In a recent podcast episode, Shannon Allen was asked to describe the mechanics of how a mentor relationship works. Below is the transcript of her insightful answer, and the link to the entire podcast episode:
Shannon Allen:
I would say that all of that is very dependent on the people, their schedules and also the depth or the intensity of the mentorship relationship. So mentorship is not a one size fits all type of thing. You really have to base it on your specific situation.
So I’ll use myself as an example when someone approaches me about being their mentor. The very first thing I do is I have them tell me what that means to them because I learned a long time ago that, especially with younger people, they will ask for a mentor. Really what they’re looking for is just a friend to bounce ideas off of and so it’s extremely important to define that relationship set reasonable expectations and then build the logistics of it around that. Otherwise you’ll really become frustrated because you’re putting way more effort into the relationship than what the mentee actually wanted from you.

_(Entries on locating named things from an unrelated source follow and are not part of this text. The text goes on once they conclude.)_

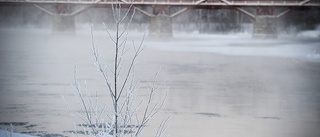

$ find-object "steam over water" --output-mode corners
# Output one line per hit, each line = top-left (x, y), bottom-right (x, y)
(0, 29), (320, 137)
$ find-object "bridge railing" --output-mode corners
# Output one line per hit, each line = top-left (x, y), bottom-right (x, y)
(0, 0), (320, 6)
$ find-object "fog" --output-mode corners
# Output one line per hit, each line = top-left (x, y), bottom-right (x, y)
(0, 3), (320, 137)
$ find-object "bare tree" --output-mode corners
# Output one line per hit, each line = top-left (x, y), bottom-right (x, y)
(62, 4), (169, 137)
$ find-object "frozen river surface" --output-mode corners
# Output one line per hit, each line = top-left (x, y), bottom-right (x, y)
(0, 29), (320, 137)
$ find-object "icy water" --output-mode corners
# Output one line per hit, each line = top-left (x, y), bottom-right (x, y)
(0, 29), (320, 137)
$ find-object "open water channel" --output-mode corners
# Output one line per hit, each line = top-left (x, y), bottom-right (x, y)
(0, 29), (320, 137)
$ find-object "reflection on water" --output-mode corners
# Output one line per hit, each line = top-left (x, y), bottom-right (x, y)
(0, 29), (320, 137)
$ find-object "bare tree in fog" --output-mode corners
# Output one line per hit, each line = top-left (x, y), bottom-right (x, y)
(62, 4), (168, 137)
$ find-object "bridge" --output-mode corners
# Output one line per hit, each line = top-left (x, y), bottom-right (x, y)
(0, 0), (320, 37)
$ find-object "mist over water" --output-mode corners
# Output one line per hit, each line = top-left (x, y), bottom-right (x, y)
(0, 4), (320, 137)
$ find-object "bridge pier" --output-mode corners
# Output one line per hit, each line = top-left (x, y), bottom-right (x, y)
(252, 16), (278, 38)
(52, 4), (75, 33)
(149, 6), (173, 37)
(252, 7), (278, 38)
(149, 15), (173, 37)
(52, 14), (75, 33)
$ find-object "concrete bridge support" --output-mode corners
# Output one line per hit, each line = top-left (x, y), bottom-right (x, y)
(149, 15), (173, 37)
(252, 16), (278, 38)
(149, 6), (173, 37)
(52, 14), (75, 33)
(52, 4), (75, 33)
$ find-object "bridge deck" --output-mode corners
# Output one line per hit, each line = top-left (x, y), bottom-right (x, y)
(0, 0), (320, 7)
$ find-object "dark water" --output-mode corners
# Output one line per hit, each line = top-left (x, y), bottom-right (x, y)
(0, 29), (320, 137)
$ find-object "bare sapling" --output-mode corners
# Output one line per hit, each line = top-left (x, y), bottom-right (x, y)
(62, 4), (169, 137)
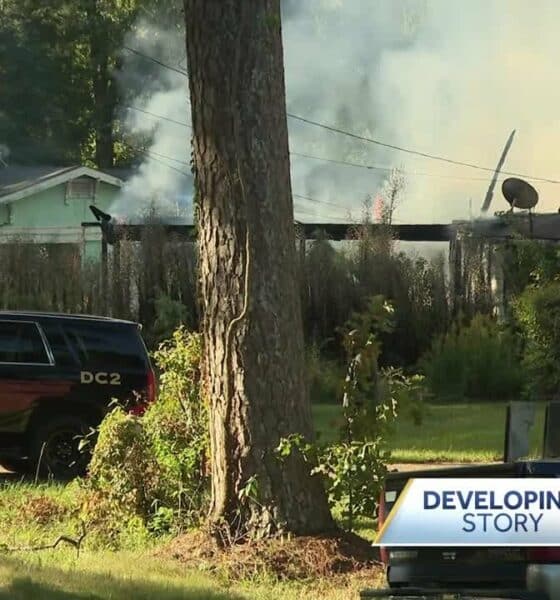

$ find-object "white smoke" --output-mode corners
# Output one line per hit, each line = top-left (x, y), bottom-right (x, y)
(110, 24), (193, 222)
(284, 0), (560, 222)
(114, 0), (560, 223)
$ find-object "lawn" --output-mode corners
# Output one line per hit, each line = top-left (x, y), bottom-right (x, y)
(313, 402), (544, 463)
(0, 403), (544, 600)
(0, 476), (379, 600)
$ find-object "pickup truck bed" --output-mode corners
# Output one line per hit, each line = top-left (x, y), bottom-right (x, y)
(374, 460), (560, 600)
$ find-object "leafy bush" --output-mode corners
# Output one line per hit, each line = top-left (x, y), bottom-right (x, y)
(513, 281), (560, 399)
(420, 315), (523, 401)
(84, 327), (208, 545)
(277, 296), (424, 529)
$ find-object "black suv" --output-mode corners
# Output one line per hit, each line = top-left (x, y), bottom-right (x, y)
(0, 311), (156, 478)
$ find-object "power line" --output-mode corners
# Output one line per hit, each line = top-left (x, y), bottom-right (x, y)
(124, 46), (188, 77)
(290, 152), (496, 181)
(126, 105), (498, 181)
(126, 105), (192, 129)
(292, 194), (350, 211)
(120, 46), (560, 184)
(123, 142), (358, 219)
(122, 142), (191, 178)
(287, 113), (560, 183)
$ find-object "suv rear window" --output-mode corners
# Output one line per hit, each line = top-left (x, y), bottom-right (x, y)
(0, 321), (50, 365)
(65, 324), (147, 371)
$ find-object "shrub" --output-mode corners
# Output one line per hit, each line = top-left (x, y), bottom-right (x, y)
(513, 281), (560, 399)
(84, 327), (208, 545)
(420, 314), (523, 401)
(277, 296), (424, 530)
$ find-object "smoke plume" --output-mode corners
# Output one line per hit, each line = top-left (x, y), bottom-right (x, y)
(114, 0), (560, 222)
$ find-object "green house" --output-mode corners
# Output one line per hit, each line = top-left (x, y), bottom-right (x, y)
(0, 165), (127, 259)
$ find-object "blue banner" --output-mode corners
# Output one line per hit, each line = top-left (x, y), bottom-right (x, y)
(375, 478), (560, 546)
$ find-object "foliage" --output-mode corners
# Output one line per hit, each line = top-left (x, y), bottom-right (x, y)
(306, 345), (344, 404)
(0, 232), (197, 348)
(501, 240), (560, 298)
(150, 290), (188, 342)
(513, 281), (560, 400)
(420, 314), (523, 401)
(277, 296), (423, 530)
(84, 327), (208, 545)
(0, 0), (182, 167)
(148, 326), (209, 523)
(302, 226), (449, 366)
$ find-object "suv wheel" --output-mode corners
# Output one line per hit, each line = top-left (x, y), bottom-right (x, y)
(30, 416), (90, 479)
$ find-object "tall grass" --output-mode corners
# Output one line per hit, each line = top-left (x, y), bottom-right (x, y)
(420, 315), (523, 401)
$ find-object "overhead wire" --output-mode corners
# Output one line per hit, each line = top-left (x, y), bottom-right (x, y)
(125, 46), (560, 184)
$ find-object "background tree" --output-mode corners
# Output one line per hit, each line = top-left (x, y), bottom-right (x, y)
(185, 0), (333, 536)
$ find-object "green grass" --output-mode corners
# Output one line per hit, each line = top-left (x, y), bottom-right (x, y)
(313, 402), (544, 463)
(0, 403), (544, 600)
(0, 479), (379, 600)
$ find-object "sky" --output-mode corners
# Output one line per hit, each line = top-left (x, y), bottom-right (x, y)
(112, 0), (560, 223)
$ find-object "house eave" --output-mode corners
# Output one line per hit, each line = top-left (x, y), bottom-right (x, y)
(0, 167), (124, 204)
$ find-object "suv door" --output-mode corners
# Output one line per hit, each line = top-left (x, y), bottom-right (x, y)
(0, 319), (60, 436)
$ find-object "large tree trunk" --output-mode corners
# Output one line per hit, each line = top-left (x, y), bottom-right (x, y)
(185, 0), (333, 536)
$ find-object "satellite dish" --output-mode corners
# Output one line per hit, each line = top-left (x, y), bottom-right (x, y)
(502, 177), (539, 210)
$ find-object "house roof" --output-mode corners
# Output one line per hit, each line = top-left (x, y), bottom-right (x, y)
(0, 165), (125, 204)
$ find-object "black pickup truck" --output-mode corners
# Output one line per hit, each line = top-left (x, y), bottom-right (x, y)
(361, 460), (560, 600)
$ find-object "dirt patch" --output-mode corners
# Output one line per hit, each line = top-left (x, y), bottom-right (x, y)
(158, 531), (382, 580)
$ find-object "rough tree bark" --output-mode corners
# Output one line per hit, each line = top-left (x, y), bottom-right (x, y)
(184, 0), (333, 537)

And so for those who tell me ‘well I’m looking for deep mentorship and I really want to be mentored’ I always ask them this question. If you remember to ask people this question at the very beginning it will save you so much grief and headache moving forward. That question is ‘do I have permission to mentor you at a high level so that means can I be very open and frank with you about your blind spots. Can I trust you to show up on time to our meetings and ready to engage and ready to learn? Can I count on you not to get offended or upset if I say something that maybe you didn’t really want to hear? So I always want people who I’m mentoring to know what they’re getting into with me because I am a straight shooter I am very forthcoming . If people aren’t looking for that, it’s important for them to know what they’re getting. Those conversations then begin to build a framework for how often we meet and the tone of those meetings.
I tend personally to invest more time into people who I think are really going to benefit. People who really want to learn and if I know that there are very specific areas that someone’s looking to be mentored in, I’ll structure the meetings around that. It will be more formal and it’ll have more of an agenda. But if I know they’re looking for more general mentorship and guidance then I’ll definitely keep those meetings more casual and informal.